Flash-induced transient depolarizing potentials using intracellular glass microelectrode were first identified in Acetabularia crenulata. However, the first detailed analysis of photocurrents were possible by employing a suction pipette technique (patch clamp technique) in Haematococcus pluvialis and in the wall-free mutants of the unicellular green alga Chlamydomonas sp. In these experiments whole cells were gently sucked into fire-polished pipettes, forming seals with resistances up to 250 MW, allowing cell attached recordings from a relatively large membrane area, though higher resistance seals were not achieved. Recently, Negel et al. (2002) demonstrated by means of electrophysiology that the rhodopsin-like protein of Chlamydomonas, expressed in Xenopus laevis oocytes in the presence of all-trans retinal produces a light gated conductance that shows characteristics of a channel selectively permeable for protons.

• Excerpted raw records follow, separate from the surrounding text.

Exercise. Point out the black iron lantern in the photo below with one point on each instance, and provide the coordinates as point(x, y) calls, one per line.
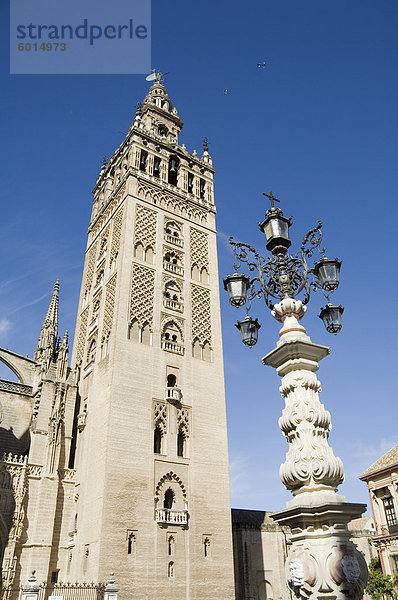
point(332, 317)
point(276, 231)
point(237, 285)
point(328, 271)
point(249, 330)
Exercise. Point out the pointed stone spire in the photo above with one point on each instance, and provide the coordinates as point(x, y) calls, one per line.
point(62, 357)
point(49, 331)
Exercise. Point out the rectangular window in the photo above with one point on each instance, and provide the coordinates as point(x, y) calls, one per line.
point(394, 563)
point(390, 511)
point(190, 183)
point(156, 166)
point(54, 577)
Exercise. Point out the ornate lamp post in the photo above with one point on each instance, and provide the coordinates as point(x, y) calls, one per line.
point(322, 562)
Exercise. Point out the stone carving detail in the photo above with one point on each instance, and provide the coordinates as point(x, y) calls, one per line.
point(172, 203)
point(160, 417)
point(82, 336)
point(301, 573)
point(170, 476)
point(142, 291)
point(16, 388)
point(348, 569)
point(201, 317)
point(199, 249)
point(13, 481)
point(306, 424)
point(184, 421)
point(91, 256)
point(116, 232)
point(109, 305)
point(145, 227)
point(111, 207)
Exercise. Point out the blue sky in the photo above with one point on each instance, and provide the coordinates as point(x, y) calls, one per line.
point(318, 126)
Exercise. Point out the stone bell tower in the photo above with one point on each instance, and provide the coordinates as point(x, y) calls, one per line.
point(152, 499)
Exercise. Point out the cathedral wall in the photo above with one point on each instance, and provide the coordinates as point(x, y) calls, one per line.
point(15, 416)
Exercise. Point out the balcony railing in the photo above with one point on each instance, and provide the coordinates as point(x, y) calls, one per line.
point(173, 268)
point(101, 258)
point(173, 393)
point(15, 388)
point(172, 239)
point(386, 530)
point(93, 325)
point(173, 347)
point(98, 286)
point(169, 515)
point(173, 304)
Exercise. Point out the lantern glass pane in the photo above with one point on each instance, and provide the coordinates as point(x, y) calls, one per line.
point(237, 290)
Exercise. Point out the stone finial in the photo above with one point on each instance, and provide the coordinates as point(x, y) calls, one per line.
point(111, 590)
point(31, 588)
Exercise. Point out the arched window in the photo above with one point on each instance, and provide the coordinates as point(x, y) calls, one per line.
point(143, 160)
point(168, 499)
point(180, 443)
point(204, 275)
point(174, 164)
point(195, 273)
point(149, 254)
point(206, 352)
point(196, 349)
point(91, 351)
point(157, 440)
point(134, 331)
point(139, 251)
point(146, 335)
point(170, 546)
point(171, 380)
point(170, 570)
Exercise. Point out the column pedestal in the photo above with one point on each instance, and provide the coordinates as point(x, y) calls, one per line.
point(322, 562)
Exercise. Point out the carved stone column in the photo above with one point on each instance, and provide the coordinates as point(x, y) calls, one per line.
point(322, 563)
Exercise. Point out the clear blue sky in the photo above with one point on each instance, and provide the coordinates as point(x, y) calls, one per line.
point(318, 126)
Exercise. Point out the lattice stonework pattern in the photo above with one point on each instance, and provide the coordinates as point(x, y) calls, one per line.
point(142, 291)
point(91, 256)
point(116, 232)
point(184, 420)
point(160, 416)
point(82, 335)
point(199, 249)
point(109, 304)
point(145, 227)
point(201, 318)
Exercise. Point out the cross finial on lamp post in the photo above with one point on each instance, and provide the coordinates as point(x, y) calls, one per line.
point(272, 198)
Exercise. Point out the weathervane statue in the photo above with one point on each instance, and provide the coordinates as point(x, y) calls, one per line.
point(322, 562)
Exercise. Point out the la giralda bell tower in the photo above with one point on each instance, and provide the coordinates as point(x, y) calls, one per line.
point(152, 485)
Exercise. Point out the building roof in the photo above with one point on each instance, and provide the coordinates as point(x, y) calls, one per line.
point(253, 519)
point(361, 524)
point(389, 459)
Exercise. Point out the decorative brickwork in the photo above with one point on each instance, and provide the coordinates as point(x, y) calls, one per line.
point(109, 305)
point(201, 321)
point(199, 249)
point(145, 227)
point(116, 232)
point(160, 417)
point(142, 291)
point(82, 336)
point(91, 256)
point(184, 421)
point(172, 203)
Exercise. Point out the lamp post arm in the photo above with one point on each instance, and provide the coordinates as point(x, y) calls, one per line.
point(245, 253)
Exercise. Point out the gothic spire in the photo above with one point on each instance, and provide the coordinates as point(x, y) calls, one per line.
point(49, 331)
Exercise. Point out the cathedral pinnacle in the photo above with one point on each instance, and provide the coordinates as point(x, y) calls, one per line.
point(49, 331)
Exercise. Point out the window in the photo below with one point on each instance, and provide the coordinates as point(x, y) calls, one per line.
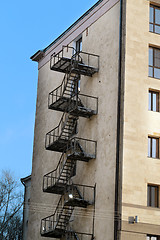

DNA hybridization is useful in attempting to determine phylogenetic interrelationship between species. The rationale is that similarities between DNA structures correlate to interrelatedness. It is used to detect and isolate specific sequences and to measure the extent of homology between nucleic acids. It represents an alternative to the study of visual pigments at the protein level, as the genes encoding these proteins can be identified, their sequences determined, and the comparative genetic information assessed. Genomic Southern blot hybridization is used to probe the genomes of a variety of species in a manner analogous to that reported for other protein families. The potential for using bovine rhodopsin opsin complementary DNA (cDNA) probe to identify homologous genes in other species was demonstrated by Martin et al. (1986). These authors identified coding regions of bovine opsin that are homologous with visual pigment genes of vertebrate, invertebrate, and phototactic unicellular species. Successful application of this method requires closely homologous genes, and in general additional criteria, such as protein sequence information, is desirable for eliminating false positives on Southern blots. A molecular biology approach has been used also by Sineshchekov et al. (2002) in Chlamydomonas. These authors identified gene fragments with homology to the archaeal rhodopsin apoprotein genes in the expressed sequence-tag data bank of Chlamydomonas reinhardtii. Two quite similar genes were identified having almost all the residues of bacteriorhodopsin in the retinal binding site. The authors suspected that these genes were related to the putative retinal-based pigments already suggested for Chlamydomonas.
Understanding the molecular mechanism used by algal cells to “see the light,” as we have tried to explain, is a very difficult task. At least a century has been wasted without any success. It is discouraging to think that even if the algae are not as intelligent as men are, they have “understood” very well how to orientate themselves in their light environment, and do it very efficiently. Maybe the compass mechanism they use is too simple for our complex brain.